The London Hospital, in Whitechapel-road, was established in 1740, and removed to its present situation in 1759. The patients are mostly sick and wounded sailors, watermen, and workmen employed in the docks, and on the quays among the shipping. The edifice is a brick building, composed of a centre and two wings, the eastern one having been recently enlarged. It is maintained by voluntary subscription, and is furnished with 330 beds. In 1850, 33,000 patients were administered to, of whom 4,185 were in-patients.

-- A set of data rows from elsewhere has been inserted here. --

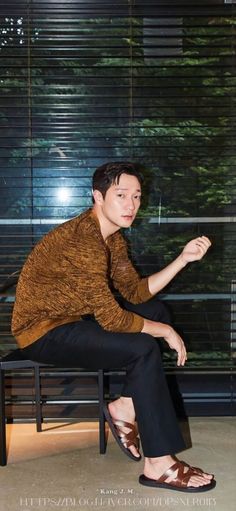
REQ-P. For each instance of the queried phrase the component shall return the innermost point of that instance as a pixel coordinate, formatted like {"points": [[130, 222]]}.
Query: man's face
{"points": [[122, 201]]}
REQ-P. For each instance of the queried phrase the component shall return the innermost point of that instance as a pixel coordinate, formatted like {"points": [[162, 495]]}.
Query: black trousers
{"points": [[86, 344]]}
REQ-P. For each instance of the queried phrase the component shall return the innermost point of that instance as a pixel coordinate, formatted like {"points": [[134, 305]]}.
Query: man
{"points": [[66, 313]]}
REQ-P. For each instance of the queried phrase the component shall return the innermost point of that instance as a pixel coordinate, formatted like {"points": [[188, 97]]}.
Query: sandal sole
{"points": [[146, 481]]}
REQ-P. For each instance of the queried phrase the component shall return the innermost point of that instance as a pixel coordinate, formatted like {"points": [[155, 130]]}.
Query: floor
{"points": [[61, 469]]}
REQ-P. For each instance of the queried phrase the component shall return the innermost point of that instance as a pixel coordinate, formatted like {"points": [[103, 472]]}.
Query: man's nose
{"points": [[131, 204]]}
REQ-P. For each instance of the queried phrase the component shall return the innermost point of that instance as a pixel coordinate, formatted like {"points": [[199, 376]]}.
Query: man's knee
{"points": [[147, 344]]}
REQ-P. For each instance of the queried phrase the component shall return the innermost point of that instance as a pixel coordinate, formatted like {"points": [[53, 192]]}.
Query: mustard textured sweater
{"points": [[68, 274]]}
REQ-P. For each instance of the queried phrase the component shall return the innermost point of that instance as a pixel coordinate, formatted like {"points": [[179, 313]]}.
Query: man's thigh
{"points": [[153, 309], [87, 344]]}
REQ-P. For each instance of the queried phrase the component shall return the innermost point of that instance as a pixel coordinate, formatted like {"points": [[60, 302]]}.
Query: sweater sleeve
{"points": [[124, 276], [88, 261]]}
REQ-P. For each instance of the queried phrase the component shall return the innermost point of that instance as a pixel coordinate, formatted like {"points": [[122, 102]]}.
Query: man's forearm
{"points": [[159, 280]]}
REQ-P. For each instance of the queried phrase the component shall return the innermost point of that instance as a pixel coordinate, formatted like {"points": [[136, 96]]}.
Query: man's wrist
{"points": [[183, 261]]}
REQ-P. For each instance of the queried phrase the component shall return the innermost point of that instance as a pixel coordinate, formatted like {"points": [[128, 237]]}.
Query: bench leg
{"points": [[3, 450], [38, 405], [102, 432]]}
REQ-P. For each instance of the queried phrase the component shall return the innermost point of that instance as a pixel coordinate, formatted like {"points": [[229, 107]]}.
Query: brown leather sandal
{"points": [[179, 482], [124, 440]]}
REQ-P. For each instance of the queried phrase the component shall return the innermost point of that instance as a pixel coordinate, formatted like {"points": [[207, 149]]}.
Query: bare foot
{"points": [[123, 409], [155, 468]]}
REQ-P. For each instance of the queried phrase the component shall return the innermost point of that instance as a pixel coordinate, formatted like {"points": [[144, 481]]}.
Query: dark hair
{"points": [[109, 173]]}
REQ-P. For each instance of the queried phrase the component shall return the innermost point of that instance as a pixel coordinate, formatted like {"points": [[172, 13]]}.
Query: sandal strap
{"points": [[181, 479], [130, 438]]}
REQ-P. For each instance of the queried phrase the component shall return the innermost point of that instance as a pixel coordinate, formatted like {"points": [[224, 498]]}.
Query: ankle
{"points": [[160, 460]]}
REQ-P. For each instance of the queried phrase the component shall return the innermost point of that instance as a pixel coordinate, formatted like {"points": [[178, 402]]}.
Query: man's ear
{"points": [[98, 198]]}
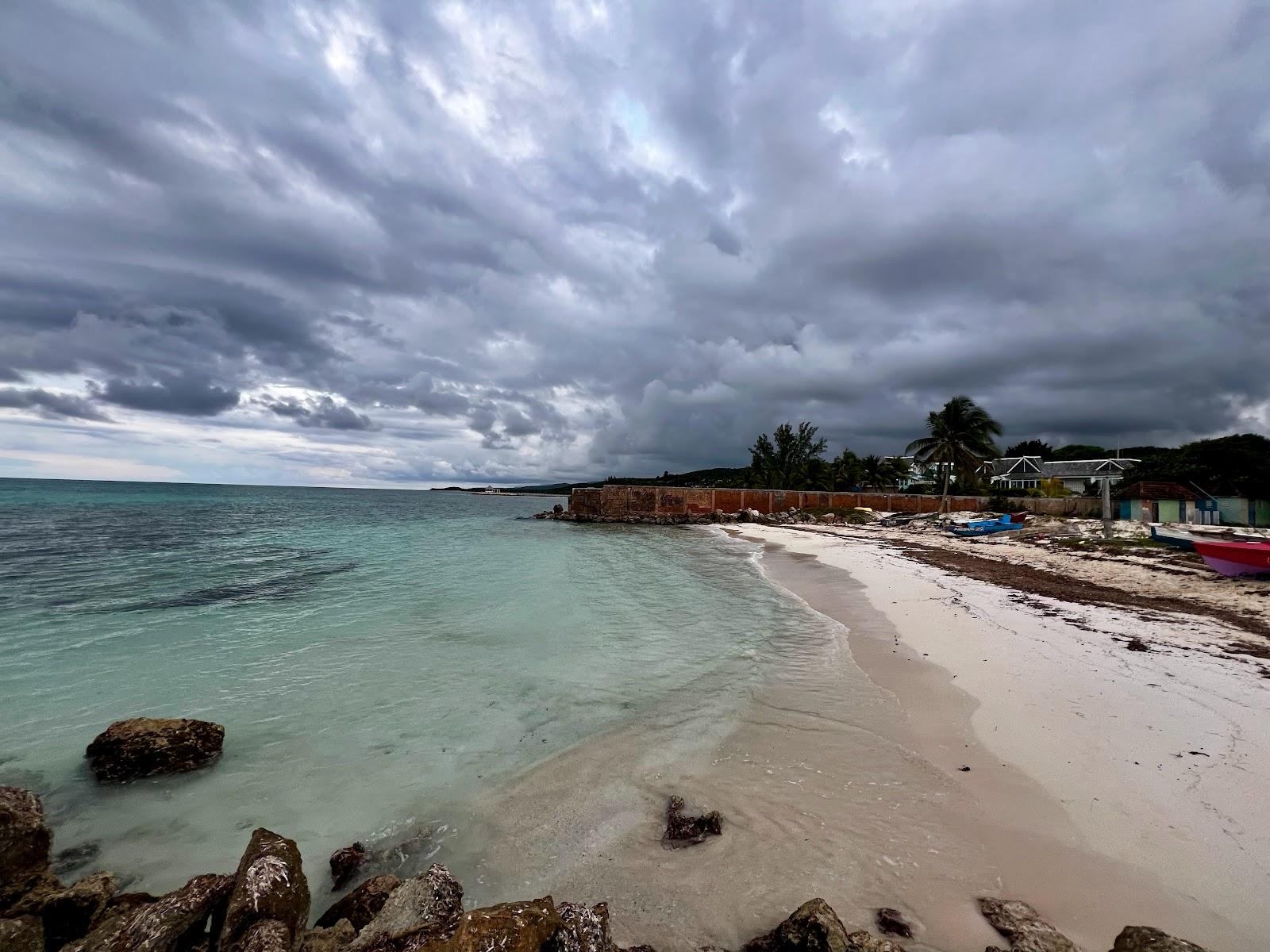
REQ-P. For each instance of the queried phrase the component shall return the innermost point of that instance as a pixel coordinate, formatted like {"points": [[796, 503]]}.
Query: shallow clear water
{"points": [[378, 658]]}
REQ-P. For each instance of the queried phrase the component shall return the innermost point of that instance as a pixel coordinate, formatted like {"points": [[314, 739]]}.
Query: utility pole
{"points": [[1106, 508]]}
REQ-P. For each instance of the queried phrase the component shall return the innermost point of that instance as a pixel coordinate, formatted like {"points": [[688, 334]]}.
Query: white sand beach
{"points": [[1105, 786]]}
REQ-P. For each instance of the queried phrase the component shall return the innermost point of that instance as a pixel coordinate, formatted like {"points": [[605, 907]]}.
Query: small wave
{"points": [[276, 589]]}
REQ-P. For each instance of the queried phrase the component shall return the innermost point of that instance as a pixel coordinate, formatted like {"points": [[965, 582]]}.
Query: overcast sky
{"points": [[429, 243]]}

The yearly revenue approaches £15,000.

The Middlesex Hospital, Charles-street, Tottenhamcourt-road, was founded in 1745, in Windmill-street, Tottenham-court-road, and ten years afterwards removed to the more eligible spot which it now occupies, and known a century back as Marylebone-fields. The building includes a centre and two wings. It contains 285 beds, and there is a ward appropriated to cases of cancer, the endowment for which was bequeathed by Mr. Samuel Whit

bread, who died in 1796. Ophthalmic and dental disorders also come within the province of the hospital. The yearly revenue is about £9,500. In 1849 the number of patients was 12,079.

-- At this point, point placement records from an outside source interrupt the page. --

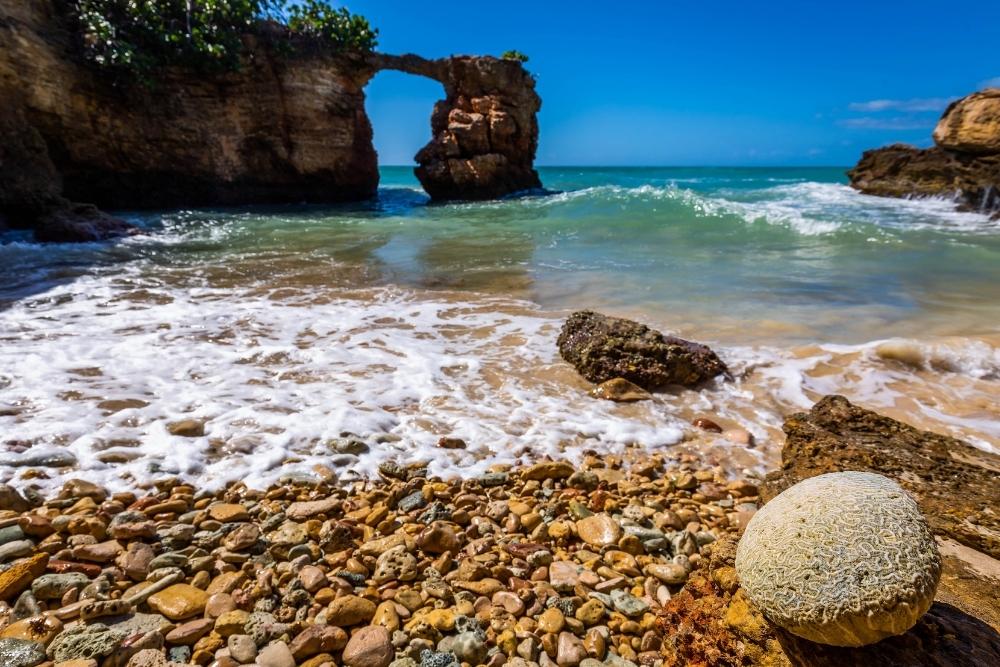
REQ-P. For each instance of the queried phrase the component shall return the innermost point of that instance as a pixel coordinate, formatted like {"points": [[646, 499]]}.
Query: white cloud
{"points": [[890, 123], [915, 105]]}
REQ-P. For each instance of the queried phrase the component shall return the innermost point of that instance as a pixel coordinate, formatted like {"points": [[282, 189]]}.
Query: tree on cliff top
{"points": [[139, 37]]}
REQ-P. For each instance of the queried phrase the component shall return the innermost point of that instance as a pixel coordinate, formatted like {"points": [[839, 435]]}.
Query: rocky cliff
{"points": [[283, 128], [964, 163]]}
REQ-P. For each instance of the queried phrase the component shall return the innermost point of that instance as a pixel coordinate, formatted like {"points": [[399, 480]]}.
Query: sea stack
{"points": [[964, 163]]}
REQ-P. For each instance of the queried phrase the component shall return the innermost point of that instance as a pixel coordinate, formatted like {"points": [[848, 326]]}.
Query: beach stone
{"points": [[350, 610], [55, 586], [370, 646], [669, 573], [242, 648], [396, 564], [548, 470], [844, 559], [468, 647], [304, 510], [599, 530], [149, 657], [21, 653], [603, 348], [628, 604], [551, 620], [318, 639], [564, 575], [179, 602], [231, 622], [190, 632], [438, 538], [228, 512], [40, 629], [11, 534], [590, 612], [275, 655], [620, 390], [570, 650], [187, 428], [19, 576], [86, 641]]}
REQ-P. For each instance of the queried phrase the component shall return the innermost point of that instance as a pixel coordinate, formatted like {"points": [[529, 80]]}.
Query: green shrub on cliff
{"points": [[514, 54], [337, 27], [139, 36]]}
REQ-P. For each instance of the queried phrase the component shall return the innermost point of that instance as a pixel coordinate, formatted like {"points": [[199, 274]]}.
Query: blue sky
{"points": [[700, 82]]}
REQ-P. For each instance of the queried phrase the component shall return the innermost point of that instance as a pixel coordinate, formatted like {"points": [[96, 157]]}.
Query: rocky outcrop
{"points": [[954, 483], [955, 487], [602, 348], [964, 163], [282, 128], [485, 130], [971, 124]]}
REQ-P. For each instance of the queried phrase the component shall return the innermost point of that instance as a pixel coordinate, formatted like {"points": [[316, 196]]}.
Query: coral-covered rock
{"points": [[602, 348], [844, 559], [971, 124], [954, 484], [485, 130]]}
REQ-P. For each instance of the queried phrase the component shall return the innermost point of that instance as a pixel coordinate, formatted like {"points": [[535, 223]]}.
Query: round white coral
{"points": [[844, 559]]}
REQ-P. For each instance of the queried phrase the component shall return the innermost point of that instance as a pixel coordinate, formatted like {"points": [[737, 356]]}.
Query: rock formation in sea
{"points": [[964, 163], [283, 128], [603, 348]]}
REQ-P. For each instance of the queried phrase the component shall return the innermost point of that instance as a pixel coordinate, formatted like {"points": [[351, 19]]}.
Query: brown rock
{"points": [[369, 647], [350, 610], [599, 530], [188, 633], [620, 390], [102, 552], [971, 124], [187, 428], [602, 348], [317, 639], [179, 602], [14, 580], [228, 512], [955, 484], [549, 470], [300, 511]]}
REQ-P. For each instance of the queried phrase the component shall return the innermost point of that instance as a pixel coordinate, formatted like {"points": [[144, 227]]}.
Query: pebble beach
{"points": [[555, 563]]}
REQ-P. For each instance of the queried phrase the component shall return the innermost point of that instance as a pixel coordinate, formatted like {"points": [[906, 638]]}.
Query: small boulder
{"points": [[603, 348], [844, 559], [620, 390], [370, 646]]}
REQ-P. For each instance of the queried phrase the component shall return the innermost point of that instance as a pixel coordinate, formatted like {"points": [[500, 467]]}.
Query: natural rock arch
{"points": [[484, 133], [281, 129]]}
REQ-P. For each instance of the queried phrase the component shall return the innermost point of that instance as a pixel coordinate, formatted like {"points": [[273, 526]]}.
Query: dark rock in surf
{"points": [[602, 348], [954, 483], [964, 163]]}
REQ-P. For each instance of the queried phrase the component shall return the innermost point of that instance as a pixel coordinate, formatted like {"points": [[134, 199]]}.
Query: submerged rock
{"points": [[620, 390], [603, 348], [843, 559], [971, 124]]}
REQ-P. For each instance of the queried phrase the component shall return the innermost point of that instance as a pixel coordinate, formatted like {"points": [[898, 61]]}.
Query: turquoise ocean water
{"points": [[284, 326]]}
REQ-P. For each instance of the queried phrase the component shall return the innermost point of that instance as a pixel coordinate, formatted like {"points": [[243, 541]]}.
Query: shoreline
{"points": [[605, 560]]}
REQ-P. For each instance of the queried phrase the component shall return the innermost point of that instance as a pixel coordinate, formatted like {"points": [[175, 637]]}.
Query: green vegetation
{"points": [[515, 55], [139, 36]]}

The Royal Free Hospital, founded in 1828 in Greville-street, Hatton-garden, and thence removed, in 1842, to the premises in Gray's-inn-lane, formerly occupied as barracks by the Light Horse Volunteers, was established by Dr. Marsden; and the late King William IV. and Queen Adelaide were among its most munificent patrons. Here the poor who seek medical relief, either as in-patients or out-patients, require no subscriber's letter or any other introductory credentials, save those of poverty and sickness. During the visitations of the cholera much good was effected by this hospital, 700 persons attacked with the frightful disease being admitted in 1832, and in 1849 more than 3,000. In the last-named year 154 of the pauper children of the Holborn Union, suffering from this complaint, were removed to the Free Hospital, where only four out of the entire number died. This charitable institution makes 134 beds, having room, however, for 500. In 1849 it extended assistance to upwards of 28,000 patients.

The Hospital for Consumption at Brompton, was founded in 1841, and incorporated in 1849. The structure is of red brick and stone, in the Tudor style. In 1849 the renowned vocalist, Jenny Lind, gave a concert for the benefit of the hospital, realizing on its behalf £1,556, an amount which was appropriated to the construction of an east wing, to be called, when completed, the Jenny Lind wing. In the year closing May the 30th, 1850, 360 inpatients were admitted, and relief administered to 3,176 out-patients. The income from contributions in 1849 was £4,000, the expenditure reaching £4,400.

The Small Pox Hospital at Highgate, and the Fever Hospital in the Liverpool road, Islington, are handsome edifices of recent construction, their original site having been at King's Cross.